Un concours en rêve éveillé

Michèle Rakotoson (au micro) trouve que les nouvelles proposées sont très contextuelles (Photo fournie)
Plus d’une centaine d’écrits parlent des rêves malgaches au quotidien sur un concours de nouvelles organisé par l’Alliance française d’Andavamamba. Question de température sociale.

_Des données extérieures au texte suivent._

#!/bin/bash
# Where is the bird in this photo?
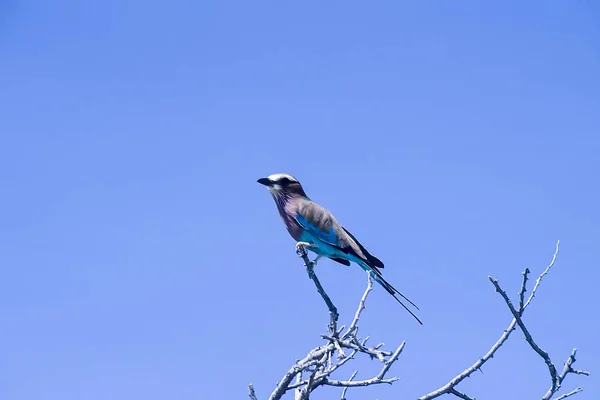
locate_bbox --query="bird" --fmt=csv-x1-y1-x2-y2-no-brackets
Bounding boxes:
257,173,423,325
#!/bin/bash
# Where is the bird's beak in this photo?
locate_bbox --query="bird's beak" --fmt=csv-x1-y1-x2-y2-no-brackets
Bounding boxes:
256,178,273,186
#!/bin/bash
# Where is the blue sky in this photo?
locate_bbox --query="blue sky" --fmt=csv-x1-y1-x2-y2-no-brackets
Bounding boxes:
0,0,600,400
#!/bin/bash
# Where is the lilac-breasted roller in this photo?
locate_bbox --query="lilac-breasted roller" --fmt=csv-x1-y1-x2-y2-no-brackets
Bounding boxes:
258,174,423,325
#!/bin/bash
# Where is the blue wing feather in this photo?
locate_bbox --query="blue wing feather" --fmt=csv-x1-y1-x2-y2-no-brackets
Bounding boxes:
296,213,339,247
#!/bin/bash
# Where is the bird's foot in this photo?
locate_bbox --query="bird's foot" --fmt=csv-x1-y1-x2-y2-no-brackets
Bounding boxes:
296,242,313,257
311,254,323,268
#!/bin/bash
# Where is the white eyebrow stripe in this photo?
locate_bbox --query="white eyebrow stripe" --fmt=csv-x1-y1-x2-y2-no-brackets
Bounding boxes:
268,173,298,182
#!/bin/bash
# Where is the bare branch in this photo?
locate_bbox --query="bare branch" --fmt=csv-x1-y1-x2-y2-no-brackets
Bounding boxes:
419,319,517,400
519,268,529,315
377,342,406,379
542,349,590,400
340,370,358,400
419,241,588,400
488,275,558,393
323,378,399,388
556,386,583,400
248,382,258,400
521,240,560,314
296,244,339,335
343,272,373,338
448,388,475,400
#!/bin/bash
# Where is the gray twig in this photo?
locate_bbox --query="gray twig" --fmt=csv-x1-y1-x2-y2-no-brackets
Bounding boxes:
556,386,583,400
296,245,339,335
488,276,558,393
519,268,529,315
448,388,475,400
248,382,258,400
262,262,405,400
542,349,590,400
419,241,589,400
340,370,358,400
521,240,560,314
343,273,373,338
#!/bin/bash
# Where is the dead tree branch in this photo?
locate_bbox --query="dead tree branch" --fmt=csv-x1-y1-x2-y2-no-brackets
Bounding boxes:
248,242,590,400
419,241,589,400
249,262,406,400
296,245,339,336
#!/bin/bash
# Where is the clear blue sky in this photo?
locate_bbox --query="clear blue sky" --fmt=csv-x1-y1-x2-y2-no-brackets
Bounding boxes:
0,0,600,400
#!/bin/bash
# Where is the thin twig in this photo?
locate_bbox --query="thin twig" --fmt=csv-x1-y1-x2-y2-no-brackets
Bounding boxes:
448,388,475,400
296,245,339,335
419,241,580,400
519,268,529,316
343,272,373,338
340,370,358,400
556,386,583,400
488,276,558,393
542,349,590,400
521,240,560,314
248,382,258,400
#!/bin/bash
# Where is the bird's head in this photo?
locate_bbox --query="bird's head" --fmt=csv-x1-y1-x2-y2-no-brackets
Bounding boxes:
257,174,306,196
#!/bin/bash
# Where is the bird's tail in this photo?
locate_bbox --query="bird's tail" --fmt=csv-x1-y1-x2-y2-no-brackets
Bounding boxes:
363,266,423,325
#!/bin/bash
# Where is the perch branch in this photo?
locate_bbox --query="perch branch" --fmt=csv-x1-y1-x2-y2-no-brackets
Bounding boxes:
419,241,589,400
296,245,339,336
248,382,258,400
269,270,406,400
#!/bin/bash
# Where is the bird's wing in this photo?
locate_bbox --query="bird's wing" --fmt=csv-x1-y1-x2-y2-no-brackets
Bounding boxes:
295,200,369,262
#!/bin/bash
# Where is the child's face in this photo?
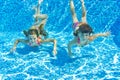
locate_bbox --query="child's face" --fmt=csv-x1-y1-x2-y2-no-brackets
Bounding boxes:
78,32,89,39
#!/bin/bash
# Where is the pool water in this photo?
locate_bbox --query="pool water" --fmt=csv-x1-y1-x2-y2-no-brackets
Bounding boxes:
0,0,120,80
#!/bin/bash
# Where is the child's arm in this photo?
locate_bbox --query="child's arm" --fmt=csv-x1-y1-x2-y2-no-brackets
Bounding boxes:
88,32,110,41
80,0,87,23
70,0,78,23
10,39,28,52
68,39,76,56
41,39,57,56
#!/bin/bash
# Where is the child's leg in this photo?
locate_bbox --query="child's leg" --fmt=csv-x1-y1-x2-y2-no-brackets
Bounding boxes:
70,0,78,23
88,32,110,41
81,0,87,23
68,39,76,56
10,39,28,52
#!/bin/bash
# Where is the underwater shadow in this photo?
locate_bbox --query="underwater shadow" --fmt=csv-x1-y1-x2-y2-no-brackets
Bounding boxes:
110,16,120,48
51,46,79,66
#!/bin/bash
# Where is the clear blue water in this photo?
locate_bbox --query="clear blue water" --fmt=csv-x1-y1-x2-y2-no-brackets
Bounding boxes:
0,0,120,80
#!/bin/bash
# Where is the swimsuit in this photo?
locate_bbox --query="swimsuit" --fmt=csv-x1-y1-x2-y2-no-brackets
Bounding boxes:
28,37,41,46
73,22,80,44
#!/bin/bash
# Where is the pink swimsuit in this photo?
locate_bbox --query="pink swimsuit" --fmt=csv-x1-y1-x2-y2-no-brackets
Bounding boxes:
73,22,80,44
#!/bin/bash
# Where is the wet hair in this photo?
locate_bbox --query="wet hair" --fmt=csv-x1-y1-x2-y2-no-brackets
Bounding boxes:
28,29,39,37
73,24,93,36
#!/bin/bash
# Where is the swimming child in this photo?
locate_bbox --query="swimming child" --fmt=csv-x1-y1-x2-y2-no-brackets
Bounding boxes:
11,0,57,56
68,0,110,56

Ce concours de nouvelles pourrait donner les battements de pouls de la société malgache. C’est ce qui est en train de se dérouler en ce moment à l’Alliance française d’Andavamamba depuis le mois d’avril. Un concours intitulé « Nofynofy, un rêve d’avenir pour Mada­gascar ». Au niveau de l’Aft, une responsable explique. Il s’agit de permettre « d’exprimer leur talent littéraire, leurs aspirations ainsi que d’apporter une pointe de rêve dans un quotidien difficile ». En tout 150 œuvres ont pu être collectées en provenance de vingt villes divisées en français et en malgache. Caté­gorisées ensuite en quatre catégories junior, literatiora espoir, daholo be et professionnelle. Une tâche difficile pour les jurys composés de l’écrivain Michèle Rakotoson, d’un journaliste Grégoire Pourtier et de l’universitaire Bruno Rajaonarison pour les nouvelles en français.
Difficile songe
De Nalisoa Ravalitera, un autre écrivain, de Fidy Robinson un journaliste et, enfin, de l’écrivain Hanitra Andriamboavonjy pour le malgache.

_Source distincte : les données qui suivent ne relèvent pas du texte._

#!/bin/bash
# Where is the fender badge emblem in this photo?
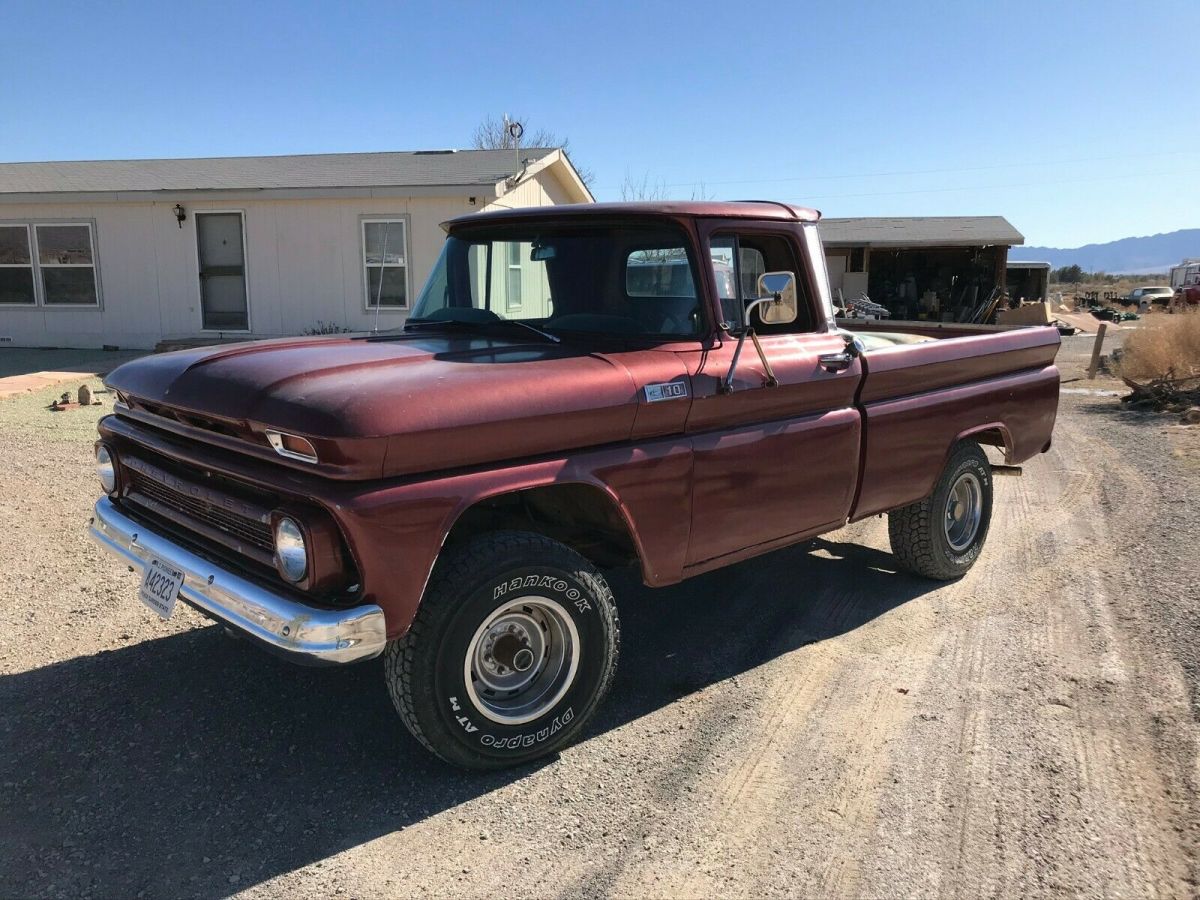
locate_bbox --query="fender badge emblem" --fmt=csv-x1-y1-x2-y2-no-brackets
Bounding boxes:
643,382,688,403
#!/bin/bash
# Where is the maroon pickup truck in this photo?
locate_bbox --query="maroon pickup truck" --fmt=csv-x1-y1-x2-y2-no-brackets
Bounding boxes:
91,203,1058,768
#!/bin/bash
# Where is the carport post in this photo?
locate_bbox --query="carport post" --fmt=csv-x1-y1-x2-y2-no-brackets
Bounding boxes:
1087,322,1109,379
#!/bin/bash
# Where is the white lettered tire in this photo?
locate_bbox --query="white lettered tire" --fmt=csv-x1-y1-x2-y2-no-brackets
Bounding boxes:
384,532,620,769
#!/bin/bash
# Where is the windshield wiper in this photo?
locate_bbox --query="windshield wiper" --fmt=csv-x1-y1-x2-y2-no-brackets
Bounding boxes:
487,319,563,343
404,318,563,343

« En gros, il y a une forme d’expression qui est en germe chez eux. Moderne, concise et sans fioritures. Mais l’on sent que le Malgache est en proie à de grandes difficultés à se projeter dans l’avenir », relate Michèle Rakotoson. Une analyse vraisemblablement objective car les jurys ne con­naîtront les candidats que lors de la remise des prix. Le lauréat du grand prix aura au terme du concours l’occasion de visiter la France et verra son œuvre éditée. L’annonce du résultat se tiendra ainsi le 22 octobre à l’Alliance française où 24 participants seront primés. Une soirée qui promet d’être riche car les œuvres seront mises en valeur à travers le slam avec Tagman, entre autres, et la compagnie Rohy pour la danse. Rêve oblige, il faut sortir aussi sortir la littérature de son carcan sérieux pour en faire une fête. « Pour nous c’est aussi l’espoir d’une découverte de nouvelles visions », conclut la responsable au sein de l’Alliance française.